The NAPOLI-1 trial (NCT01494506), published in Lancet in 2016, represented the first global randomized phase 3 trial demonstrating survival benefit in second-line pancreatic cancer treatment. Patients with advanced disease who progressed on gemcitabine-based regimens were randomly assigned to receive infusional 5-FU/leucovorin alone vs the NALLIRI regimen (nal-IRI plus 5-FU/leucovorin). The trial met its primary end point with improved overall survival (HR 0.67, 33% relative risk reduction) and progression-free survival (HR 0.56), establishing level 1 evidence for second-line treatment sequencing.

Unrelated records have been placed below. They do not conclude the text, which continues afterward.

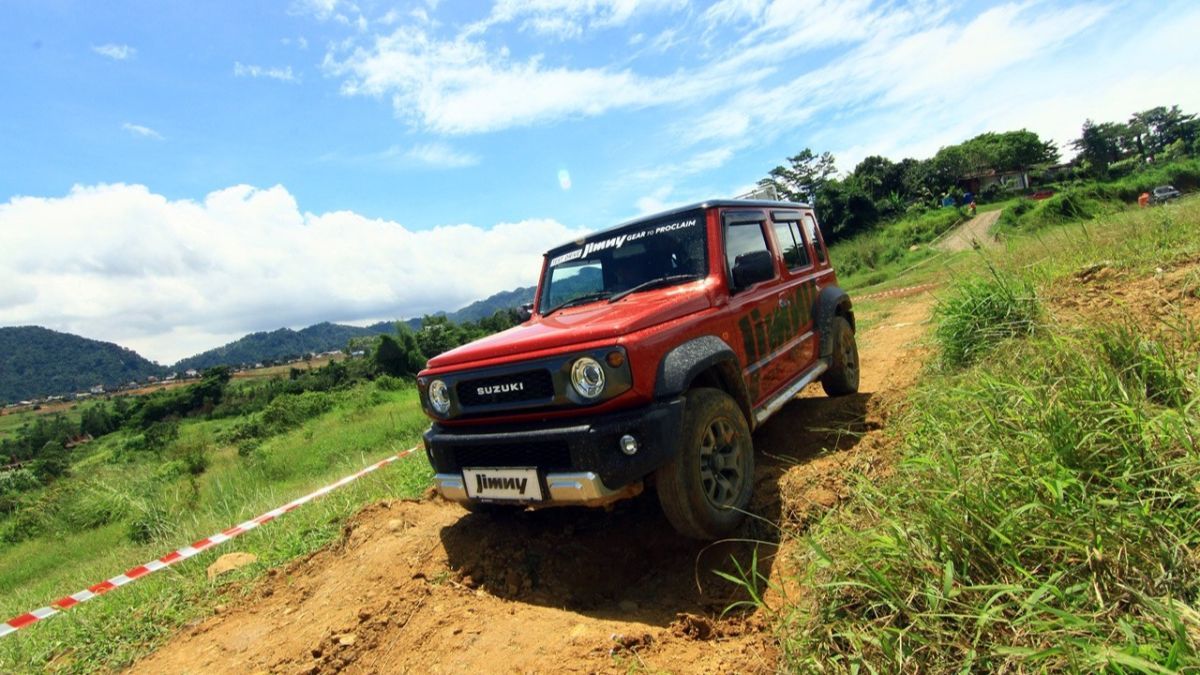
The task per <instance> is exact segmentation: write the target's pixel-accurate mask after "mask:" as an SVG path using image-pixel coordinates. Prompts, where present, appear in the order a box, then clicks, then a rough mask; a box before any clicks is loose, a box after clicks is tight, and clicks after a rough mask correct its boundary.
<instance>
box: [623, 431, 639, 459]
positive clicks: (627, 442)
mask: <svg viewBox="0 0 1200 675" xmlns="http://www.w3.org/2000/svg"><path fill="white" fill-rule="evenodd" d="M620 452H623V453H625V454H626V455H630V456H632V455H635V454H637V438H634V437H632V436H630V435H629V434H625V435H624V436H622V437H620Z"/></svg>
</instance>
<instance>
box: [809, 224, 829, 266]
mask: <svg viewBox="0 0 1200 675" xmlns="http://www.w3.org/2000/svg"><path fill="white" fill-rule="evenodd" d="M804 232H805V233H806V234H808V235H809V241H812V250H814V251H816V253H817V261H820V262H821V263H824V261H826V255H824V241H822V240H821V234H820V233H818V232H817V221H816V219H814V217H812V216H811V215H805V216H804Z"/></svg>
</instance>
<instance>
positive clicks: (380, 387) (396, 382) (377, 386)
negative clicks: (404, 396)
mask: <svg viewBox="0 0 1200 675" xmlns="http://www.w3.org/2000/svg"><path fill="white" fill-rule="evenodd" d="M376 387H378V388H379V390H380V392H400V390H401V389H404V388H406V387H408V383H407V382H404V381H403V380H401V378H400V377H392V376H391V375H380V376H379V377H377V378H376Z"/></svg>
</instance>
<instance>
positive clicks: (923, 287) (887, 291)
mask: <svg viewBox="0 0 1200 675" xmlns="http://www.w3.org/2000/svg"><path fill="white" fill-rule="evenodd" d="M935 286H937V285H936V283H918V285H917V286H905V287H904V288H893V289H890V291H880V292H878V293H871V294H869V295H860V297H859V298H858V299H859V300H874V299H876V298H890V297H892V295H902V294H905V293H917V292H920V291H928V289H930V288H932V287H935Z"/></svg>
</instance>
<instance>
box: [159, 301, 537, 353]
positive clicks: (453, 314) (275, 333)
mask: <svg viewBox="0 0 1200 675" xmlns="http://www.w3.org/2000/svg"><path fill="white" fill-rule="evenodd" d="M534 291H535V288H534V287H533V286H529V287H527V288H515V289H512V291H502V292H499V293H496V294H494V295H491V297H488V298H485V299H482V300H476V301H474V303H472V304H469V305H467V306H464V307H462V309H460V310H457V311H454V312H449V313H445V312H438V313H445V316H446V317H448V318H450V321H454V322H455V323H462V322H466V321H479V319H481V318H486V317H490V316H492V315H493V313H496V312H497V311H499V310H506V309H511V307H517V306H520V305H521V304H522V303H529V301H532V300H533V294H534ZM403 323H404V324H406V325H408V327H409V328H412V329H413V330H420V329H421V319H420V318H409V319H407V321H404V322H403ZM395 331H396V324H395V322H390V321H380V322H379V323H373V324H371V325H367V327H364V328H359V327H355V325H343V324H340V323H329V322H325V323H318V324H314V325H310V327H308V328H304V329H300V330H292V329H290V328H280V329H278V330H271V331H259V333H251V334H250V335H246V336H245V337H239V339H238V340H234V341H233V342H229V344H228V345H224V346H221V347H217V348H215V350H209V351H206V352H202V353H199V354H196V356H193V357H187V358H186V359H182V360H180V362H179V363H176V364H175V366H174V368H175V369H176V370H184V369H188V368H194V369H197V370H203V369H205V368H211V366H215V365H239V364H244V363H256V362H263V360H268V359H278V358H283V357H293V356H300V354H304V353H305V352H325V351H329V350H341V348H343V347H346V344H347V342H348V341H349V340H350V339H352V337H365V336H371V335H379V334H384V333H395Z"/></svg>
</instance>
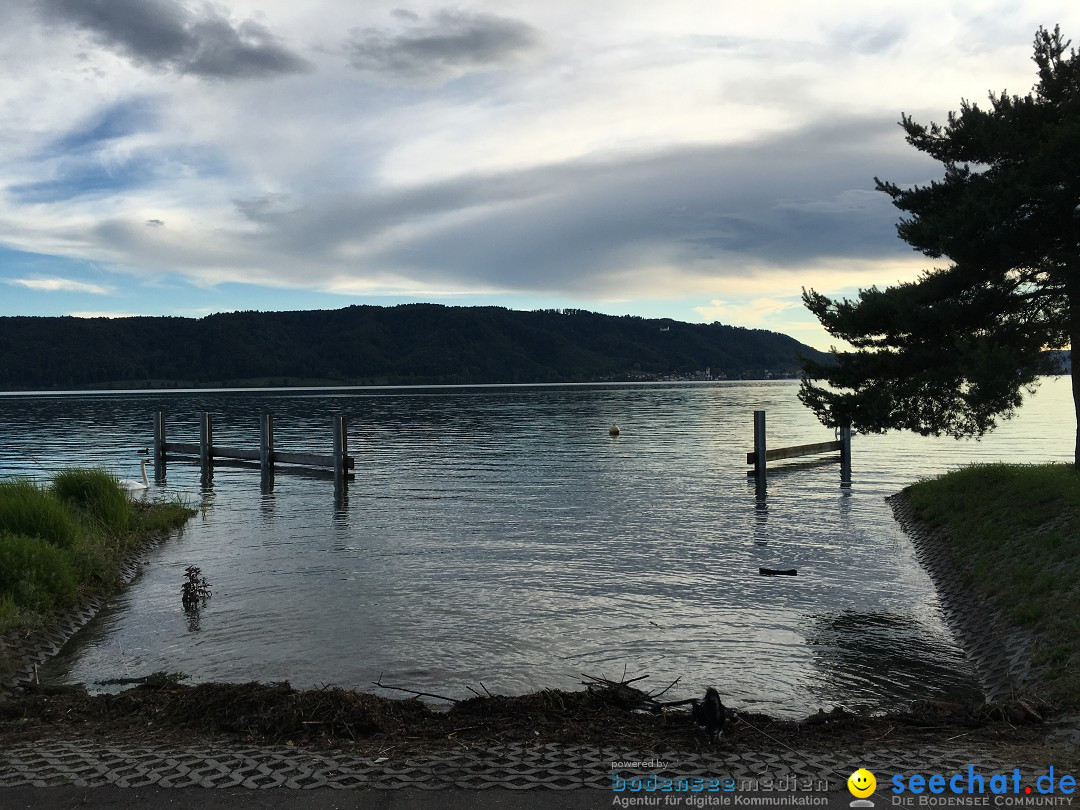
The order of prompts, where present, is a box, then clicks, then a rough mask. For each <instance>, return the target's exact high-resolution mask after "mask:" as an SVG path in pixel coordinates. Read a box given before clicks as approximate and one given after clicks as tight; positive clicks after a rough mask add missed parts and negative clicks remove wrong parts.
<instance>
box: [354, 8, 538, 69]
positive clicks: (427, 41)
mask: <svg viewBox="0 0 1080 810" xmlns="http://www.w3.org/2000/svg"><path fill="white" fill-rule="evenodd" d="M393 15H394V16H395V17H396V18H397V19H400V21H402V22H403V23H405V24H406V26H407V27H406V28H405V29H404V30H394V31H389V30H386V29H375V28H366V29H357V30H353V31H352V39H351V40H350V41H349V43H348V45H347V50H348V54H349V62H350V63H351V64H352V66H353V67H354V68H356V69H357V70H362V71H365V72H372V73H381V75H389V76H392V77H397V78H404V79H438V78H449V77H453V76H457V75H460V73H463V72H468V71H470V70H476V69H485V68H490V67H497V66H499V65H504V64H507V63H509V62H511V60H513V59H514V58H516V57H517V56H519V55H522V54H524V53H526V52H528V51H530V50H532V49H534V48H536V46H537V44H538V43H539V41H540V38H539V35H538V32H537V30H536V29H535V28H532V27H531V26H530V25H528V24H526V23H523V22H521V21H518V19H511V18H509V17H500V16H497V15H495V14H477V13H470V12H463V11H449V10H444V11H440V12H436V13H435V14H434V15H433V16H432V17H431V18H430V19H429V21H428V22H423V21H422V19H421V18H420V17H419V16H418V15H417V14H415V13H414V12H410V11H407V10H404V9H397V10H396V11H394V12H393Z"/></svg>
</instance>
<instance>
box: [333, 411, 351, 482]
mask: <svg viewBox="0 0 1080 810" xmlns="http://www.w3.org/2000/svg"><path fill="white" fill-rule="evenodd" d="M348 455H349V433H348V431H347V429H346V422H345V417H343V416H336V417H334V482H335V483H337V484H339V483H341V482H343V481H345V476H346V474H347V473H348V472H349V468H348V465H347V463H346V457H347V456H348Z"/></svg>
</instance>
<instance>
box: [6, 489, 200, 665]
mask: <svg viewBox="0 0 1080 810" xmlns="http://www.w3.org/2000/svg"><path fill="white" fill-rule="evenodd" d="M194 514H195V511H194V510H193V509H190V508H188V507H187V505H185V504H183V503H181V502H179V501H178V500H175V501H153V502H137V501H133V500H132V499H131V498H130V497H129V494H127V491H126V490H125V489H124V488H123V487H122V486H121V485H120V484H119V482H118V481H117V478H116V476H113V475H112V474H111V473H110V472H108V471H106V470H100V469H89V470H81V469H68V470H62V471H60V472H58V473H57V474H56V475H55V476H54V477H53V480H52V481H51V482H50V483H48V484H38V483H36V482H33V481H31V480H29V478H13V480H8V481H0V636H3V635H6V634H8V633H12V632H16V633H17V632H30V631H35V630H41V629H48V627H49V626H50V624H51V623H54V622H55V621H56V619H57V618H58V616H59V615H62V613H63V611H65V610H69V609H71V608H73V607H75V606H76V605H77V603H78V602H79V599H80V598H82V597H84V596H91V595H108V594H111V593H114V592H116V591H118V590H119V589H120V588H122V585H123V568H124V565H125V564H126V563H127V562H129V561H130V558H131V557H132V555H133V554H135V553H137V552H138V551H139V550H140V549H141V548H144V546H145V545H146V544H148V543H149V542H151V541H152V540H153V539H156V538H158V537H160V536H161V535H162V534H163V532H167V531H171V530H173V529H177V528H180V527H181V526H183V525H184V524H185V523H187V521H188V518H189V517H191V516H192V515H194ZM13 664H14V662H12V661H10V660H9V656H8V650H6V649H5V647H3V646H0V677H5V676H6V675H9V674H10V673H11V670H12V666H13Z"/></svg>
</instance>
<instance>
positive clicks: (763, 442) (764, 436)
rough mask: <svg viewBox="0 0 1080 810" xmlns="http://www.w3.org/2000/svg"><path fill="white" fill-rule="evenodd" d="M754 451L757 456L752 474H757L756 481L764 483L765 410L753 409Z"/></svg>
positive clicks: (764, 479)
mask: <svg viewBox="0 0 1080 810" xmlns="http://www.w3.org/2000/svg"><path fill="white" fill-rule="evenodd" d="M754 453H756V454H757V458H755V459H754V474H755V475H756V476H757V480H758V483H759V484H764V483H765V411H764V410H755V411H754Z"/></svg>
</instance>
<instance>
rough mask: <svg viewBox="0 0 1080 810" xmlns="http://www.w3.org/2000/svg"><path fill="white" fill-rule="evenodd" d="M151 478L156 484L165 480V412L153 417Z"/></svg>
mask: <svg viewBox="0 0 1080 810" xmlns="http://www.w3.org/2000/svg"><path fill="white" fill-rule="evenodd" d="M153 478H154V481H157V482H158V483H161V482H162V481H164V480H165V411H164V410H158V411H154V415H153Z"/></svg>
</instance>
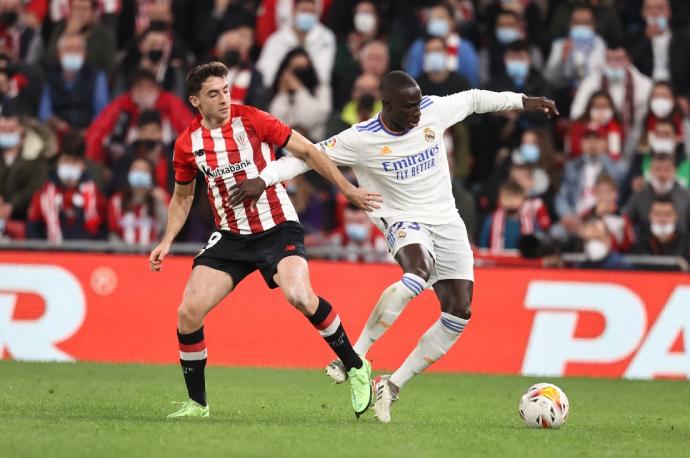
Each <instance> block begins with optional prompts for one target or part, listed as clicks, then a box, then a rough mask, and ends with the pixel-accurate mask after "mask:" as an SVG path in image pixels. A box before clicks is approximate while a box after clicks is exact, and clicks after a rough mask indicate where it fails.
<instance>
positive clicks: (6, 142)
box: [0, 132, 21, 149]
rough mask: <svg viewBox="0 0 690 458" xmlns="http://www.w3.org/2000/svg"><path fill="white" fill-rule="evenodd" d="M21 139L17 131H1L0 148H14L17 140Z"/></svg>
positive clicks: (16, 144)
mask: <svg viewBox="0 0 690 458" xmlns="http://www.w3.org/2000/svg"><path fill="white" fill-rule="evenodd" d="M20 140H21V135H19V133H18V132H3V133H0V148H2V149H10V148H15V147H16V146H17V145H18V144H19V141H20Z"/></svg>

Building on NAPOLI-1 success, the NAPOLI-3 trial (NCT04083235) brought nal-IRI to the frontline setting. Following extensive phase 1/2 optimization studies, the NALIRIFOX regimen was developed using nal-IRI 50 mg/m², oxaliplatin 60 mg/m², leucovorin 400 mg/m², and infusional 5-FU 2400 mg/m² over 46 hours. This global phase 3 trial of 770 patients across 180 centers in 18 countries demonstrated superiority over gemcitabine plus nab-paclitaxel, with a median survival of 11.1 vs 9.2 months (HR 0.83, 17% risk reduction) and significantly improved progression-free survival.